GitHub Copilot can speed up development by up to 50% in many teams.
You may have heard of it, but haven't tried it yet. In this article, we'll go over the setup and the first steps to get started.
But Copilot is certainly not just for developers; it can also help analysts, testers, or non-IT people with simple scripts and prototypes - often without prior programming experience.
But it's still an assistant, not an autopilot. Start small and gradually discover what it can do in your context.
What is it and what to expect from it?
GitHub Copilot is an AI assistant for programming. It significantly speeds up writing code. It is powered by advanced artificial intelligence models, primarily from OpenAI and Anthropic.
How does it work? Copilot reads the context of your project: text, code already written, file names and comments, and suggests what to do next: additional lines, entire functions and tests. You control it in a common language, like "create a function to add two numbers". The suggestion appears straight away in the editor.
What can he do?
- Code completion: It predicts and offers a continuation of the code you write.
- Generation from comments: Creates code based on a textual description.
- Explaining the code: It can help you understand complex or unfamiliar sections of code.
- Refactoring: Suggests improvements for code structure and readability.
- Creating tests: It generates unit and integration tests for your code.
- Copilot panel (central interface): the place where you interact with Copilot and choose the mode of work - chat (only suggests), editor (changes the current file) or agent (can interfere across the project).
- Copilot Chat: interactive window for AI conversation.
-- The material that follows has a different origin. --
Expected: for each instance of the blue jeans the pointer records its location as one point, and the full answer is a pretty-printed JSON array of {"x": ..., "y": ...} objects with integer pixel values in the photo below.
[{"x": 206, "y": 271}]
Used for troubleshooting or code queries. It does not make automatic changes directly to the code.
- Copilot Edit (Inline editor): makes edits only to the currently open file. Less autonomous than an agent; typically suggests a solution (diff) and you confirm the change.
- Copilot Agent: can handle complex tasks across files (e.g. fix all errors in a file), including the use of tools such as commands.
💡 Tip: Start in Chat to understand the problem, use Edit for quick local changes, and then use Agent for broader interventions across the repository.